He's lived for years in the dirt alley off 18th Street and Burlington Avenue N, the white-bearded homeless veteran everyone knows as C.J.
His real name is Jon Bradshaw. For some, he is the neighborhood's trusted watchman. Those folks turned a blind eye when someone built a wooden shed so Bradshaw, 69, could lay his head somewhere.
Others view Bradshaw, often seen nursing a can of Natural Ice, as a neighborhood scar — an unwanted reminder of the old homeless tent city under Interstate 275.
Amid the city of St. Petersburg's much publicized crackdown on the homeless, an angry neighbor alerted a city code inspector to Bradshaw's makeshift home.
The resulting battle has pit neighbor against neighbor, and thrust Bradshaw from his life in the shadows into the city's high-profile effort to rid downtown streets of the homeless.
"I'm being treated like the poor fox running from the hounds," Bradshaw said. "I'm getting weary."
• • •
When William Bechtel bought his one-story wood-frame house on Burlington Avenue in 2008, he says Bradshaw came with it. The neighborhood was rougher then. Bradshaw shooed away prowlers and thieves.
"He helped me out, man," says Bechtel, 52, an audio technician.
Bechtel, whose father was a war veteran, sympathized with Bradshaw, who says he served in the U.S. military during Vietnam but refuses to offer specifics.
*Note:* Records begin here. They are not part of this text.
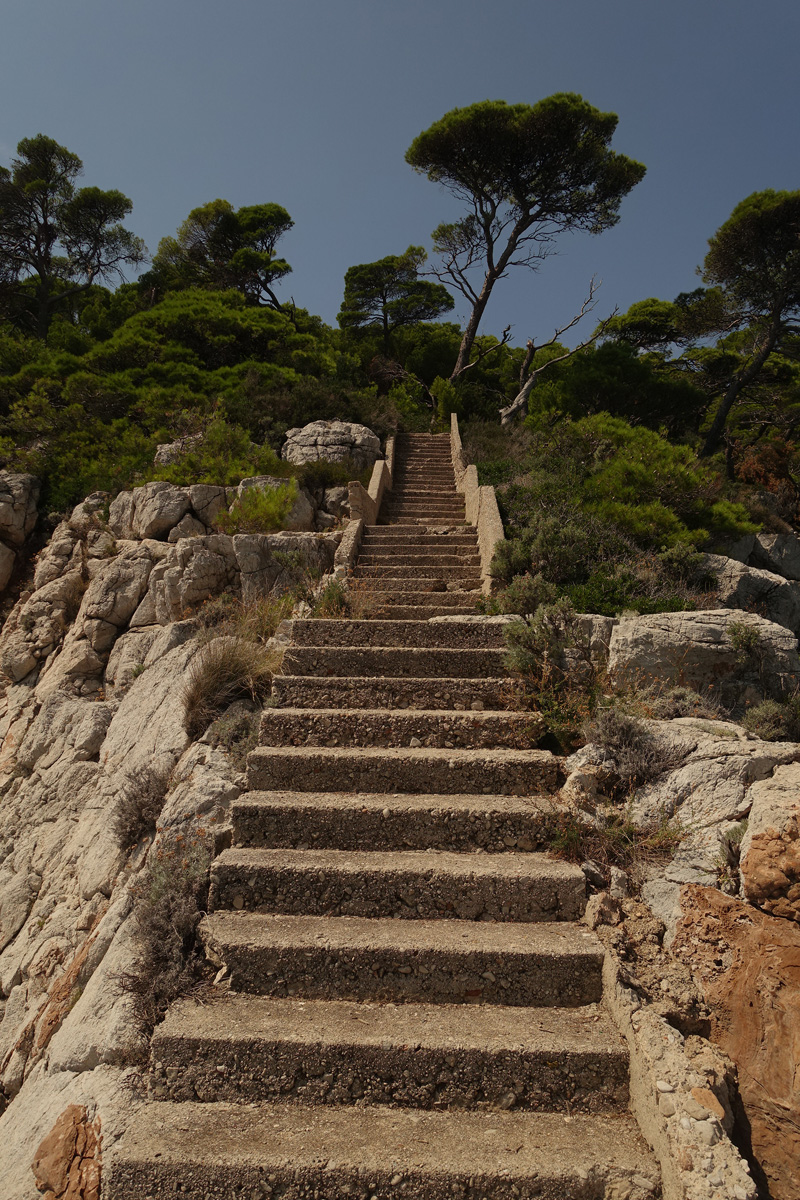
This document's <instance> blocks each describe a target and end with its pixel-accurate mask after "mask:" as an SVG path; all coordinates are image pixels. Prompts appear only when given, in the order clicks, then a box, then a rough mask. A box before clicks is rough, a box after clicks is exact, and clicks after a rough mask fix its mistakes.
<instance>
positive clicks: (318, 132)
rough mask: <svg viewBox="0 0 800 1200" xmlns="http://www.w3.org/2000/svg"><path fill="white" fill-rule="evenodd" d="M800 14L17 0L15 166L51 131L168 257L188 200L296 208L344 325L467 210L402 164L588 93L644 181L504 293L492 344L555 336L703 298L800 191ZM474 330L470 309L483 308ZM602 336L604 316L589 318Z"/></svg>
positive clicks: (4, 8)
mask: <svg viewBox="0 0 800 1200" xmlns="http://www.w3.org/2000/svg"><path fill="white" fill-rule="evenodd" d="M799 46H800V5H798V2H796V0H760V2H759V4H758V5H756V4H753V2H752V0H691V2H690V0H661V2H657V0H594V2H591V0H551V2H548V4H545V2H541V0H493V2H492V4H488V2H487V0H391V2H389V0H282V2H275V0H227V2H223V0H5V4H4V13H2V37H1V43H0V162H2V163H4V164H7V163H8V161H10V158H11V156H12V155H13V152H14V146H16V144H17V142H18V140H19V139H20V138H23V137H30V136H32V134H35V133H38V132H43V133H47V134H49V136H50V137H54V138H56V139H58V140H59V142H61V143H64V144H65V145H67V146H68V148H70V149H71V150H73V151H74V152H76V154H78V155H79V156H80V157H82V158H83V161H84V164H85V175H84V181H85V182H88V184H95V185H97V186H101V187H119V188H121V190H122V191H124V192H125V193H126V194H127V196H130V197H131V199H132V200H133V212H132V215H131V217H130V220H128V222H127V223H128V226H130V227H131V228H132V229H133V230H134V232H136V233H138V234H139V235H140V236H143V238H144V239H145V241H146V244H148V246H149V248H150V251H151V252H154V251H155V250H156V247H157V244H158V240H160V239H161V238H163V236H164V235H167V234H173V233H174V232H175V229H176V227H178V226H179V224H180V222H181V221H182V220H184V218H185V217H186V215H187V214H188V211H190V210H191V209H192V208H196V206H197V205H199V204H203V203H205V202H206V200H211V199H215V198H216V197H224V198H227V199H229V200H230V202H231V203H233V204H234V205H236V206H239V205H242V204H255V203H261V202H276V203H278V204H282V205H284V208H287V209H288V210H289V212H290V214H291V216H293V218H294V221H295V228H294V229H293V230H291V233H290V234H289V235H288V236H287V238H285V239H284V241H283V242H282V245H281V250H282V252H283V253H284V254H285V257H287V258H288V259H289V262H290V263H291V265H293V268H294V274H293V275H291V276H290V277H289V280H288V281H287V282H285V283H284V284H283V287H282V290H281V295H282V296H284V298H288V296H289V295H293V296H294V299H295V301H296V302H297V304H299V305H301V306H303V307H307V308H309V310H311V311H312V312H317V313H319V314H320V316H321V317H323V318H324V319H325V320H327V322H331V323H333V322H335V319H336V312H337V310H338V306H339V302H341V298H342V281H343V276H344V271H345V270H347V268H348V266H350V265H353V264H354V263H365V262H372V260H374V259H377V258H381V257H384V256H385V254H392V253H401V252H402V251H403V250H405V247H407V246H408V245H409V244H416V245H426V246H429V234H431V230H432V229H433V228H434V227H435V226H437V224H438V223H439V222H440V221H443V220H446V218H452V217H453V216H455V215H456V214H457V211H458V209H457V206H456V204H455V202H453V200H452V199H451V198H450V197H449V196H447V194H446V193H445V192H444V191H441V190H440V188H438V187H437V186H435V185H433V184H431V182H428V181H427V180H426V179H425V178H423V176H420V175H416V174H415V173H414V172H413V170H411V169H410V168H409V167H408V166H407V164H405V162H404V155H405V150H407V149H408V146H409V145H410V143H411V140H413V139H414V137H415V136H416V134H417V133H419V132H420V131H421V130H423V128H427V126H428V125H431V124H432V122H433V121H434V120H437V119H438V118H439V116H441V115H443V114H444V113H445V112H447V110H449V109H451V108H455V107H463V106H465V104H470V103H474V102H476V101H481V100H486V98H492V100H494V98H500V100H506V101H509V102H512V103H517V102H525V103H534V102H535V101H537V100H540V98H541V97H543V96H548V95H551V94H552V92H555V91H577V92H581V94H582V95H583V96H584V97H585V98H587V100H588V101H589V102H590V103H593V104H595V106H596V107H597V108H601V109H603V110H610V112H615V113H618V115H619V127H618V132H616V137H615V139H614V149H616V150H619V151H621V152H622V154H627V155H630V156H631V157H634V158H638V160H640V161H642V162H644V163H645V164H646V167H648V174H646V176H645V179H644V181H643V182H642V184H640V185H639V186H638V187H637V188H636V190H634V191H633V192H632V193H631V196H630V197H628V198H627V199H626V200H625V202H624V204H622V210H621V220H620V222H619V224H618V226H616V228H615V229H613V230H610V232H608V233H606V234H602V235H601V236H599V238H590V236H569V238H565V239H563V240H561V241H560V242H559V244H558V254H555V256H554V257H552V258H551V259H548V260H547V263H546V264H545V265H543V268H542V269H541V270H540V271H539V272H537V274H536V275H531V274H529V272H527V271H523V270H518V271H516V272H515V274H513V276H510V277H509V278H507V280H506V281H504V282H503V283H501V284H499V286H498V289H497V292H495V298H493V301H492V305H491V307H489V310H488V312H487V317H486V319H485V325H483V331H486V332H500V330H501V329H503V328H504V325H506V324H507V323H511V324H512V326H513V334H512V340H513V341H515V342H524V340H525V338H527V337H530V336H534V337H537V338H546V337H547V336H549V335H551V332H552V330H553V328H554V325H555V324H559V323H563V322H564V320H566V319H569V317H570V316H571V314H572V313H573V312H575V310H576V308H577V307H578V306H579V304H581V300H582V298H583V295H584V293H585V288H587V284H588V281H589V278H590V277H591V276H593V275H596V276H597V277H599V278H601V280H602V288H601V290H600V293H599V305H597V308H596V312H595V316H596V317H600V316H602V314H603V313H604V312H607V311H608V310H610V308H612V307H613V306H614V305H618V306H619V307H620V308H621V310H625V308H626V307H627V306H628V305H630V304H632V302H633V301H634V300H639V299H644V298H645V296H649V295H657V296H662V298H666V299H672V298H673V296H674V295H675V294H676V293H678V292H680V290H688V289H691V288H693V287H696V286H697V284H698V280H697V276H696V274H694V269H696V266H697V265H698V264H699V263H700V262H702V259H703V256H704V253H705V248H706V240H708V238H709V236H710V235H711V234H712V233H714V230H715V229H716V228H717V227H718V226H720V224H721V223H722V222H723V221H724V220H726V218H727V217H728V216H729V214H730V211H732V209H733V208H734V205H735V204H736V203H738V202H739V200H741V199H744V197H745V196H748V194H750V193H751V192H753V191H758V190H762V188H766V187H774V188H790V190H794V188H799V187H800V158H799V156H798V149H799V140H800V139H799V138H798V114H799V113H800V72H799V71H798V47H799ZM456 316H457V317H459V318H464V317H465V312H464V304H463V301H461V302H457V307H456ZM593 320H594V318H593V319H590V323H591V322H593Z"/></svg>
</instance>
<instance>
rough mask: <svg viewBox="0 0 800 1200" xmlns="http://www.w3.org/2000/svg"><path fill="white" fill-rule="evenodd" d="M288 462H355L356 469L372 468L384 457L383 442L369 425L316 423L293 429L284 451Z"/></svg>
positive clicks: (286, 459) (285, 456)
mask: <svg viewBox="0 0 800 1200" xmlns="http://www.w3.org/2000/svg"><path fill="white" fill-rule="evenodd" d="M281 456H282V457H283V458H285V461H287V462H294V463H296V464H297V466H301V464H302V463H306V462H319V461H320V460H321V461H323V462H348V461H349V462H351V463H353V466H354V468H355V470H357V472H362V470H366V469H367V467H372V464H373V463H374V462H375V460H377V458H379V457H380V439H379V438H378V436H377V434H375V433H373V432H372V430H368V428H367V426H366V425H355V424H353V422H351V421H312V422H311V424H309V425H303V426H302V427H301V428H295V430H289V431H288V432H287V440H285V443H284V445H283V449H282V450H281Z"/></svg>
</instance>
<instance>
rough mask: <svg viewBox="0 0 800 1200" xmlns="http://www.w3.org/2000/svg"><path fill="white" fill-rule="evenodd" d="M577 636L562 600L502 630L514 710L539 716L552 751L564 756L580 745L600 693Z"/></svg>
mask: <svg viewBox="0 0 800 1200" xmlns="http://www.w3.org/2000/svg"><path fill="white" fill-rule="evenodd" d="M578 635H579V617H578V614H577V613H576V611H575V608H573V607H572V604H571V602H570V600H567V599H565V598H561V599H560V600H557V601H555V602H554V604H542V605H540V606H539V607H537V610H536V612H535V613H534V616H533V617H528V618H527V619H525V620H515V622H512V623H511V624H509V625H507V626H506V628H505V630H504V636H505V641H506V646H507V650H506V658H505V661H506V666H507V667H509V670H510V672H511V673H512V676H515V677H516V707H518V708H523V709H529V710H530V709H533V710H534V712H537V713H541V715H542V718H543V720H545V726H546V728H547V736H548V737H549V739H551V742H553V743H554V745H553V749H555V750H558V751H564V752H567V754H569V752H570V751H572V750H573V749H575V748H576V745H578V744H579V743H581V740H582V739H581V731H582V728H583V726H584V725H585V722H587V720H589V718H590V716H591V714H593V713H594V710H595V706H596V703H597V697H599V695H600V679H599V678H597V673H596V671H595V668H594V666H593V664H591V659H590V655H589V650H588V649H587V648H585V647H584V646H582V644H581V638H579V636H578ZM546 742H547V738H546V739H545V744H546Z"/></svg>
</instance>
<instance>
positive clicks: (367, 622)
mask: <svg viewBox="0 0 800 1200" xmlns="http://www.w3.org/2000/svg"><path fill="white" fill-rule="evenodd" d="M433 595H435V596H441V593H440V592H434V593H433ZM504 628H505V624H504V623H500V622H493V620H492V619H491V618H486V619H485V620H475V622H437V623H435V624H433V625H432V624H431V623H429V622H427V620H293V622H291V644H293V646H296V647H299V646H405V647H414V646H416V647H431V648H438V649H459V648H462V647H474V648H482V649H500V648H503V647H504V644H505V643H504V640H503V630H504Z"/></svg>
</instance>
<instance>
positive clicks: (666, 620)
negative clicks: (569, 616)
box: [608, 608, 800, 694]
Not long after Bechtel moved in, a handy neighbor built Bradshaw a one-room shed. It had a bed and easy chair, and a solar-powered shower outside. In winter, Bradshaw burned tree limbs on an outdoor stove. Bathroom? Gas station up the road.
Bradshaw likes his life "off the grid." He prefers the fresh air, describing himself as one of those "street people" who knows how to survive on a meager Social Security check.
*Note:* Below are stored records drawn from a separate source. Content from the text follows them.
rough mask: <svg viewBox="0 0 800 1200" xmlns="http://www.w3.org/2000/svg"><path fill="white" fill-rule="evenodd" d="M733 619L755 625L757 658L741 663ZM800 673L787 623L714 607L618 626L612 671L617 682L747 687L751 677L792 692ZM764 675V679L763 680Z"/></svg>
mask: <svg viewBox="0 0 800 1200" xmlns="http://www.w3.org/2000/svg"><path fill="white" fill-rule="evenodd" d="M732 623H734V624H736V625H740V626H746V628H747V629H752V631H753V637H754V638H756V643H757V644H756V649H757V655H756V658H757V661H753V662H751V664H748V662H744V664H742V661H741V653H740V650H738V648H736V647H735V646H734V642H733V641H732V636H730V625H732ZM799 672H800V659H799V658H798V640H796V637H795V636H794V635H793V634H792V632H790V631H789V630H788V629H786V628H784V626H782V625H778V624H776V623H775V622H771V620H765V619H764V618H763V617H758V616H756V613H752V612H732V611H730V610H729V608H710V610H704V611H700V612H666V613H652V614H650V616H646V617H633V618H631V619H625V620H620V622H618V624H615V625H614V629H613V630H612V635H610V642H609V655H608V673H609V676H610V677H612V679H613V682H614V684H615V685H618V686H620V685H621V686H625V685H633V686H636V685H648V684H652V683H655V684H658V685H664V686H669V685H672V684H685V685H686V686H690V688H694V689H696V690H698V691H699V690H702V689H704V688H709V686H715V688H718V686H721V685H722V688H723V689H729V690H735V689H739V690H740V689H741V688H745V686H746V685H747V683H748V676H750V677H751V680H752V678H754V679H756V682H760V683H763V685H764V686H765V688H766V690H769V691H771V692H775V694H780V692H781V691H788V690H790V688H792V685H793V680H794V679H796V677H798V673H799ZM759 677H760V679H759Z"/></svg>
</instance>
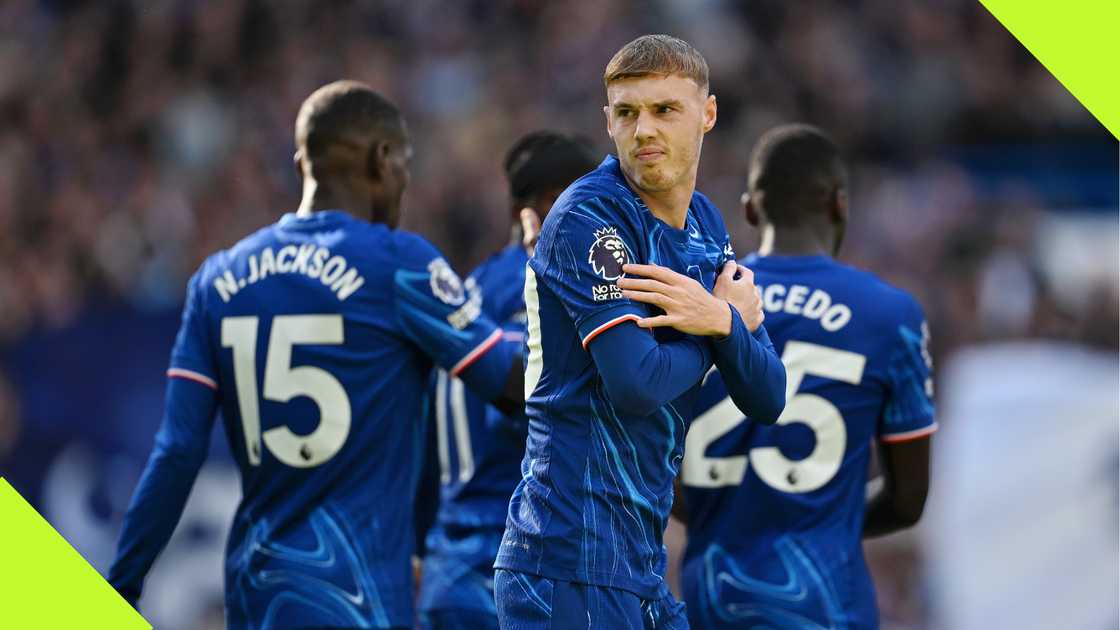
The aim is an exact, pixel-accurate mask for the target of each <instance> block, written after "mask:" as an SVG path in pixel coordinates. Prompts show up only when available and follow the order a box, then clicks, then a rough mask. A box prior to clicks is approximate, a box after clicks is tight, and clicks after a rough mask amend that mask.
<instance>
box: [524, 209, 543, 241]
mask: <svg viewBox="0 0 1120 630" xmlns="http://www.w3.org/2000/svg"><path fill="white" fill-rule="evenodd" d="M540 237H541V217H540V216H539V215H538V214H536V211H535V210H533V209H531V207H523V209H521V239H522V244H524V245H525V249H528V250H529V251H530V252H532V251H533V249H534V248H535V247H536V240H538V239H539V238H540Z"/></svg>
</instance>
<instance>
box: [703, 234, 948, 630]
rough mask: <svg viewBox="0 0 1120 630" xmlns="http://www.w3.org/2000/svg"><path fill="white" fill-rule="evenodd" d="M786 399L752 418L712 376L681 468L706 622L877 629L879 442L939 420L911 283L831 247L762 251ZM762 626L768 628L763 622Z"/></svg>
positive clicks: (718, 379)
mask: <svg viewBox="0 0 1120 630" xmlns="http://www.w3.org/2000/svg"><path fill="white" fill-rule="evenodd" d="M741 262H743V263H744V265H746V266H747V267H749V268H750V269H752V270H753V271H754V274H755V282H756V285H757V286H758V287H759V288H760V289H762V295H763V306H764V309H765V312H766V327H767V330H768V331H769V335H771V340H772V341H773V342H774V346H775V349H776V350H777V352H778V354H780V355H781V356H782V361H783V363H785V367H786V374H787V381H786V400H787V402H786V407H785V410H784V413H783V414H782V416H781V417H780V419H778V421H777V424H775V425H772V426H766V425H760V424H756V423H752V421H748V420H747V418H745V417H744V416H743V414H741V413H740V411H739V410H738V409H737V408H736V407H735V405H734V404H732V402H731V401H730V400H729V399H728V398H727V391H726V389H725V388H724V385H722V381H721V380H720V377H719V373H718V372H713V373H711V374H710V377H709V378H707V380H706V382H704V385H703V388H702V391H701V395H700V404H699V406H698V409H699V414H698V416H697V418H696V419H694V421H693V423H692V425H691V426H690V428H689V436H688V444H687V448H685V457H684V465H683V470H682V482H683V485H684V504H685V508H687V510H688V521H689V522H688V526H689V544H688V548H687V552H685V558H684V568H683V572H682V573H683V583H684V592H685V601H687V603H688V610H689V617H690V620H691V621H692V624H693V627H696V628H744V627H754V626H758V627H763V626H765V627H767V628H837V629H840V628H846V629H851V628H876V627H877V626H878V613H877V610H876V604H875V590H874V585H872V583H871V578H870V575H869V573H868V569H867V566H866V564H865V560H864V554H862V547H861V532H862V524H864V512H865V493H866V483H867V478H868V466H869V462H870V457H871V450H872V448H874V443H875V442H896V441H905V439H912V438H916V437H923V436H926V435H930V434H931V433H933V432H934V430H935V428H936V425H935V424H934V416H933V413H934V407H933V400H932V396H933V383H932V379H931V361H930V354H928V343H930V331H928V327H927V325H926V322H925V318H924V315H923V313H922V308H921V307H920V306H918V304H917V303H916V302H915V300H914V299H913V298H912V297H911V296H909V295H908V294H906V293H904V291H902V290H899V289H896V288H894V287H890V286H889V285H887V284H885V282H883V281H881V280H879V279H878V278H876V277H875V276H874V275H871V274H868V272H865V271H860V270H857V269H853V268H851V267H847V266H844V265H840V263H838V262H836V261H834V260H832V259H831V258H828V257H823V256H814V257H748V258H747V259H744V260H743V261H741ZM753 624H754V626H753Z"/></svg>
"Every neighborhood alley ought to have one of me," Bradshaw says. "Your cop work would go away."
• • •
Sheryl Cox and her husband, Ryan, own a home and business a block away from Bradshaw's shed.
They were fed up with crime in their neighborhood a few years ago, so they started a crime watch.
They read in the paper how Mayor Bill Foster was cracking down on the homeless who sleep in the street. They'd won a few battles with drug dealers, so they thought: Why can't the city do something about C.J.?
Sheryl Cox doesn't like Bradshaw. She says he's threatened her with violence.
The couple rallied a few others, including Don Orgeron, who owns several rental properties along the alley. Orgeron tolerated Bradshaw for a decade, but says lately Bradshaw is drinking more and scares his tenants.
"The thing that this homeless man is living in … was illegally built," said Sheryl Cox. "My kids can't go down there. Why can't this guy be moved?"
• • •
The city has taken more than 85 people to Pinellas Safe Harbor since July 12, when enforcement of the public sleeping ban started.
Moving Bradshaw has proved more difficult.
The city sent Bechtel a letter in late May, warning him that using the shed as a dwelling was illegal without a permit, that it had no plumbing and was messy. It warned of $500-a-day fines.
So Bradshaw moved his beer cooler, a chair and his bicycle a few feet to a nearby driveway. He now sleeps there or in several "hidey holes" in the area.
Bechtel fired back in a letter to the city.
He argued the shed was less than 100 square feet, so it didn't need a permit. He noted the water spigot on an adjacent cottage, and said the shed was never meant to be more than a shed.
Codes director Gary Bush and St. Petersburg police homeless outreach Officer Richard Linkiewicz went to see the shed for themselves on July 26.
"He's not on the street, so he's not really doing anything wrong," said Linkiewicz, who remembers when Bradshaw lived in a 17-foot sailboat on the waterfront about five years ago. "As far as being a pain the neck, panhandling, he's not one of those guys."
Bradshaw has been arrested four times since 2008 for carrying an open container of alcohol, all misdemeanor citations.
He admits to liking his beer and chewing tobacco, but says he hasn't touched cocaine or heroin in seven years.
He doesn't like to talk about his past.
In snippets of conversation, he says he grew up in upstate New York, calls two of his children every Sunday, that he is divorced, that his parents passed away, that he worked in construction and mining in Oregon and Pasco County. As a veteran, he gets semiannual checkups and reading glasses.
The snippets are drowned out by a rant-like monologue that begins with the gap between the haves and have-nots and ends with Bradshaw's refusal to sleep in shelters or accept handouts at soup kitchens like other homeless people.
"The minute you go to those places, you're dead," he says. "You lose your independence."
• • •
A day after Bush and Linkiewicz visited the shed, the case was closed.
Bush said that after consulting with the city's lawyers, he was satisfied that Bradshaw was no longer living in the shed.
Still, records show the property is due for another inspection Aug. 16.
Meanwhile, Bradshaw would like to return to his shed.
Bechtel has moved to Tampa and now rents the house. He can't afford a lawyer to fight the city, but said he won't stand idly by if Bradshaw is hassled further.
"If they are going to come and bother C.J.," he said, "they are going to have to deal with a property owner armed with a tire iron."